It has been 24 hours since my husband and I got some of the worst news that any parent could receive. Our unborn child, due in under 2 months, has been diagnosed with Trisomy 18.
I found out that I was pregnant with our 3rd child while my husband was in New York for a weekend getaway with friends. I don’t remember why, but I took the pregnancy test at around 5 in the morning. I’m not generally up that early, and I can’t remember why I was at that time.

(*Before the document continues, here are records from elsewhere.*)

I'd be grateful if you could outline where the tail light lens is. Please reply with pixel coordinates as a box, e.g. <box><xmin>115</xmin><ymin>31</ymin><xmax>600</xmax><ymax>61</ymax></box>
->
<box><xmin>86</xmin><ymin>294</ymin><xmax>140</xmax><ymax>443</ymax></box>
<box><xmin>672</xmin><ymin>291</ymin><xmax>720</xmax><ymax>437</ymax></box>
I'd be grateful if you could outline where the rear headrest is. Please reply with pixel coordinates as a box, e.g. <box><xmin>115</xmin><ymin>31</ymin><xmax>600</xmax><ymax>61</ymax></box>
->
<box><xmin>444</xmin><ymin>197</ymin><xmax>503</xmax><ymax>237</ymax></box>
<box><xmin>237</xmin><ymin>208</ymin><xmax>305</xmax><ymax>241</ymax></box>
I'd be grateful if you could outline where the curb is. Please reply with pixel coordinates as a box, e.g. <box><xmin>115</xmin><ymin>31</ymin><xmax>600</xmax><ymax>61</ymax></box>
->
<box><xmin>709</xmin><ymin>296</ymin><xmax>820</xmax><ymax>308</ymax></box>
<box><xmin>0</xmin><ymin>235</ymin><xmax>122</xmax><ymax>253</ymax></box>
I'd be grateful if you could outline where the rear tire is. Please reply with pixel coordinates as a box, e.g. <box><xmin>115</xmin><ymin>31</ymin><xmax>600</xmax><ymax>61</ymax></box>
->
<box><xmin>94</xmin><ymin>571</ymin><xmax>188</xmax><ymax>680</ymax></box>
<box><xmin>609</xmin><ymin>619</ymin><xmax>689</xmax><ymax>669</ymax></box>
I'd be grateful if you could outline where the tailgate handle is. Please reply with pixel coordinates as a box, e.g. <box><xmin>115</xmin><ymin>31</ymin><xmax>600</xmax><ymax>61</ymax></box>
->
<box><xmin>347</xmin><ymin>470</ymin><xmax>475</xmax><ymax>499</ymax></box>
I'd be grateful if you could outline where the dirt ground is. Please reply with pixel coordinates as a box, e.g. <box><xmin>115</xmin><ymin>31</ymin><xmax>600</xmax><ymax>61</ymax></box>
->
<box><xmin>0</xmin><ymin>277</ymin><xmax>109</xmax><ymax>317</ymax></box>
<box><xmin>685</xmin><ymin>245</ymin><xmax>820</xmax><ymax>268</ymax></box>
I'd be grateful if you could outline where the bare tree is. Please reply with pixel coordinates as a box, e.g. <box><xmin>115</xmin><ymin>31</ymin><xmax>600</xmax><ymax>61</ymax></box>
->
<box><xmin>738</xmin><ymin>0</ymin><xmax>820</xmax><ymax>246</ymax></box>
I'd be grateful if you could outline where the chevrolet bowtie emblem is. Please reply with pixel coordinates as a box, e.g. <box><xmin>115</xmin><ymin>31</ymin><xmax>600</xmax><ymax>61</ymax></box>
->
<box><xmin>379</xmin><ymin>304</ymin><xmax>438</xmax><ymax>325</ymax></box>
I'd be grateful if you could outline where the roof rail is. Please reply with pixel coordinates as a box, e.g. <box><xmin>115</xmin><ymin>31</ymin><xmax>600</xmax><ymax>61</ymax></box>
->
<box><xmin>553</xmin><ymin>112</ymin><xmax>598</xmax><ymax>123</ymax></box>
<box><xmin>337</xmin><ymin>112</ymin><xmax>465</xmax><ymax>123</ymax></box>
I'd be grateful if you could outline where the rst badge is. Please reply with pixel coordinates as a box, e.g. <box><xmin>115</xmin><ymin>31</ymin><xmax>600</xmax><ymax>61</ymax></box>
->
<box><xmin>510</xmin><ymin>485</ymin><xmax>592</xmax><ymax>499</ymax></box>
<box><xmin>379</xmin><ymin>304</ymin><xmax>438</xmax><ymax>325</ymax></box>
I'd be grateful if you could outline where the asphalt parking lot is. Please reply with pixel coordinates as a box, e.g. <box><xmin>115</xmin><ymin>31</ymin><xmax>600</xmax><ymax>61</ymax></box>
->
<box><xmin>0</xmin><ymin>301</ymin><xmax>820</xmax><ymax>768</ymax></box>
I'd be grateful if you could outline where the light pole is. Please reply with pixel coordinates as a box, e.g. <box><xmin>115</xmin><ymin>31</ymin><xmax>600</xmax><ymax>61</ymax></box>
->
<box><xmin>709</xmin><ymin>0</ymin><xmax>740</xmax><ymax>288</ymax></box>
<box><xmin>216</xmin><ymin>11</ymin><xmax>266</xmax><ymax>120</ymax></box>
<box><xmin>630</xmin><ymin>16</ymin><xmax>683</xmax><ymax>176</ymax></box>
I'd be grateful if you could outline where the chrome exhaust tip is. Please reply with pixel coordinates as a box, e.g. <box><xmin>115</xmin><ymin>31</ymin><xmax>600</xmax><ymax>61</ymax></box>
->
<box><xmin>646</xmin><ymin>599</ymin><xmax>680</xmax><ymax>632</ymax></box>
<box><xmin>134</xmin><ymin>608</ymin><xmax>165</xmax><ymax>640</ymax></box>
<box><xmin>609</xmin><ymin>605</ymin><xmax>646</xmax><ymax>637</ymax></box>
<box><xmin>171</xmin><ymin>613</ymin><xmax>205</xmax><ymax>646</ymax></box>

We had been unofficially trying to get pregnant for a couple of cycles, so I was over the moon and a little bit terrified. The first person who knew actually wasn’t my husband. It was my best friend, who was staying with me at the time. I woke her up to tell her. I don’t think that she was thrilled at being woken up at 5am, but I knew my husband would be asleep and not answer texts or possibly phone calls, and I had to share the news with someone.

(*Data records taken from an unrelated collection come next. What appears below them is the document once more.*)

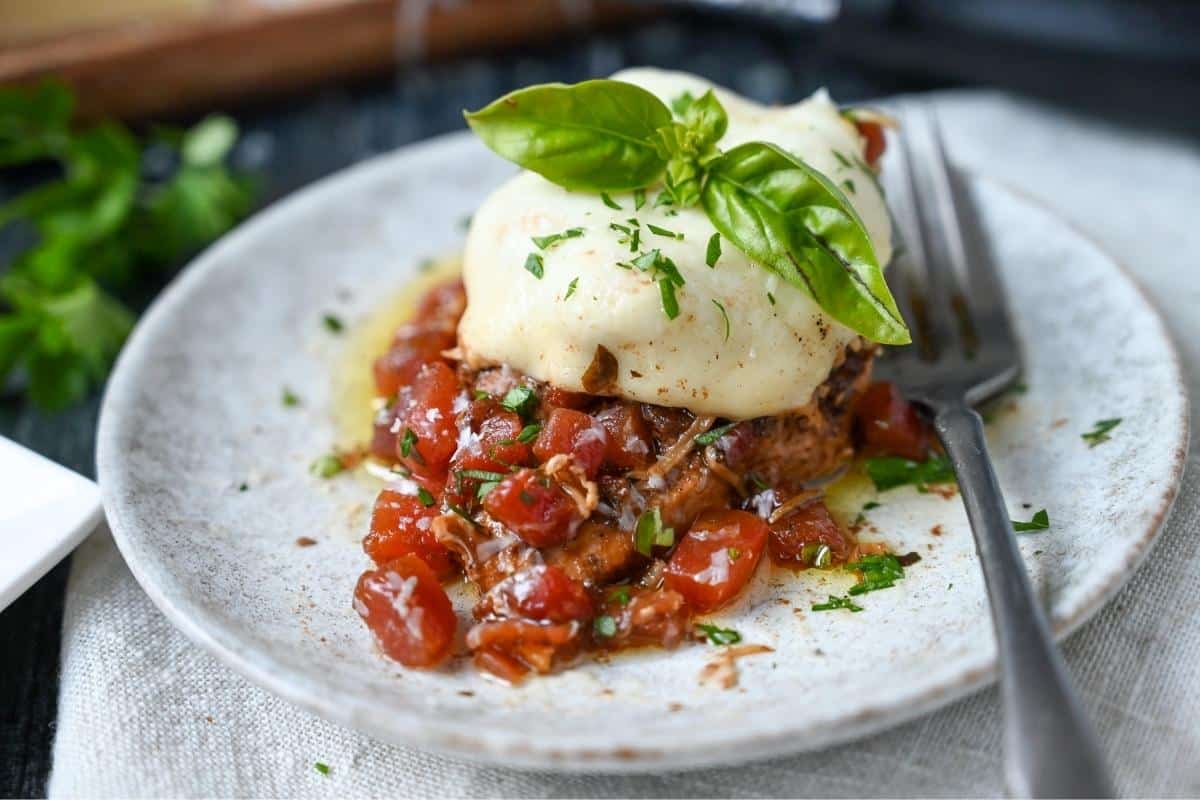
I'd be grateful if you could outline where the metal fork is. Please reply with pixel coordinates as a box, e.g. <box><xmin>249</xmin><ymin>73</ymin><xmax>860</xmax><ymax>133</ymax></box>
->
<box><xmin>880</xmin><ymin>104</ymin><xmax>1114</xmax><ymax>798</ymax></box>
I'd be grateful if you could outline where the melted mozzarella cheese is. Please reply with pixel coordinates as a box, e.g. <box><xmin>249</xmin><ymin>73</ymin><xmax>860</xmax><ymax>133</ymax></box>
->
<box><xmin>458</xmin><ymin>68</ymin><xmax>892</xmax><ymax>419</ymax></box>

We have had 2 previous, very healthy pregnancies – leading to the births of our daughters, aged 4 and 2. I had no expectation for this to be any different.
At our 20 week ultrasound, we found out that we were expecting a boy. Everything else looked good on the scan except for a small abnormality called a choroidal plexus cyst. The doctor assured us that these are very common in developing babies and that they are generally gone by the next ultrasound. Innocently, I asked her if they could indicate anything else, and she mentioned that there is a loose association with Trisomy 18. Nothing else on the scan was concerning, so I didn’t even give it a second thought. Our pregnancies had been healthy in the past, and this kind of stuff just doesn’t happen to us/me. It was just a fleeting piece of data that my brain decided it didn’t need.

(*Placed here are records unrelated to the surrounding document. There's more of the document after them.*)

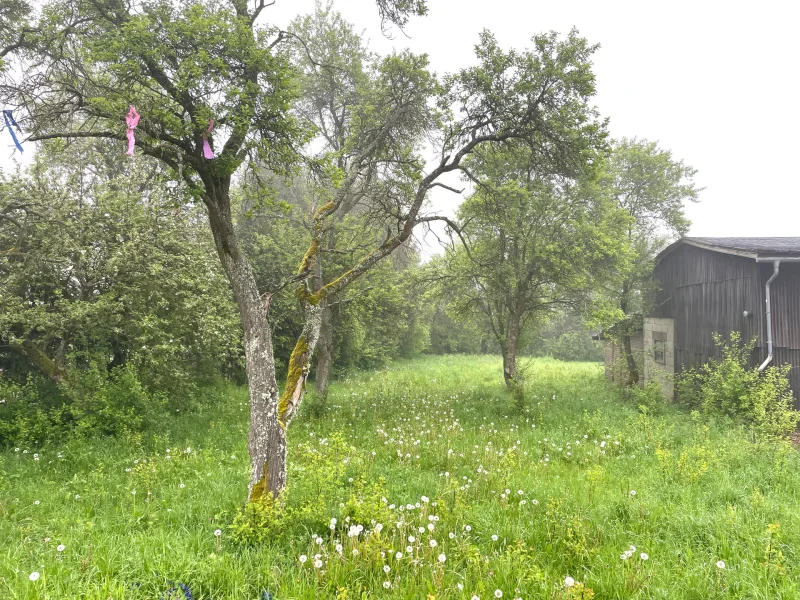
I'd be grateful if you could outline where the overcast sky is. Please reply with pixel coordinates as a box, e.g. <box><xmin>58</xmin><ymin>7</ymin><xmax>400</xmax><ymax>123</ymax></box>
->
<box><xmin>268</xmin><ymin>0</ymin><xmax>800</xmax><ymax>236</ymax></box>
<box><xmin>0</xmin><ymin>0</ymin><xmax>800</xmax><ymax>236</ymax></box>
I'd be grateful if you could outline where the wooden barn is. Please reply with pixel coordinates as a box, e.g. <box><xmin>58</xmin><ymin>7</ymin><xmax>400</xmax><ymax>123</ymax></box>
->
<box><xmin>604</xmin><ymin>237</ymin><xmax>800</xmax><ymax>408</ymax></box>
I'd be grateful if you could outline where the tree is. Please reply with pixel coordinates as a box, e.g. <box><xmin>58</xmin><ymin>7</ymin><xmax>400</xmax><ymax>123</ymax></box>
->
<box><xmin>603</xmin><ymin>138</ymin><xmax>702</xmax><ymax>385</ymax></box>
<box><xmin>428</xmin><ymin>141</ymin><xmax>625</xmax><ymax>387</ymax></box>
<box><xmin>0</xmin><ymin>8</ymin><xmax>620</xmax><ymax>500</ymax></box>
<box><xmin>1</xmin><ymin>0</ymin><xmax>424</xmax><ymax>495</ymax></box>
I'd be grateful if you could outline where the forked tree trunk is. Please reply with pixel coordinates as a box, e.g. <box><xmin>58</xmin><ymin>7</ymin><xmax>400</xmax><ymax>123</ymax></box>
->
<box><xmin>622</xmin><ymin>333</ymin><xmax>639</xmax><ymax>386</ymax></box>
<box><xmin>206</xmin><ymin>188</ymin><xmax>286</xmax><ymax>501</ymax></box>
<box><xmin>314</xmin><ymin>300</ymin><xmax>333</xmax><ymax>402</ymax></box>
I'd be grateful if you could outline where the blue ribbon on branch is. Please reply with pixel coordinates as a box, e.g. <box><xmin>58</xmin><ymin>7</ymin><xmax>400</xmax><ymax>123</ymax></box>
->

There were a few things about the heart that they didn’t see well on the ultrasound (because the baby was in a weird position), so they scheduled us for a recheck ultrasound in a few weeks. I didn’t give it much thought.
At the recheck however, the technician spent a long, long time scanning him. When I asked if there was a problem, she mentioned that the baby’s abdominal circumference was dramatically small. When I asked how small, she said that she would have the maternal fetal medicine specialist speak with us.
We had made the mistake of bringing the girls with us to the ultrasound, as we wanted them to see their baby brother, and we had no expectation of any abnormalities. They were very well behaved for their age, but speaking with a medical professional with 2 small children running around is a recipe for disaster. She briefly told us that the baby’s abdominal circumference was in the <1%, and this was “drastically reduced.” When I asked for more details, she indicated that it would be something that they would watch. I asked if it could indicate growth restriction, and she said that it could, but they would be monitoring for trends. That was it. No other conversation. Everything else looked normal on the scan.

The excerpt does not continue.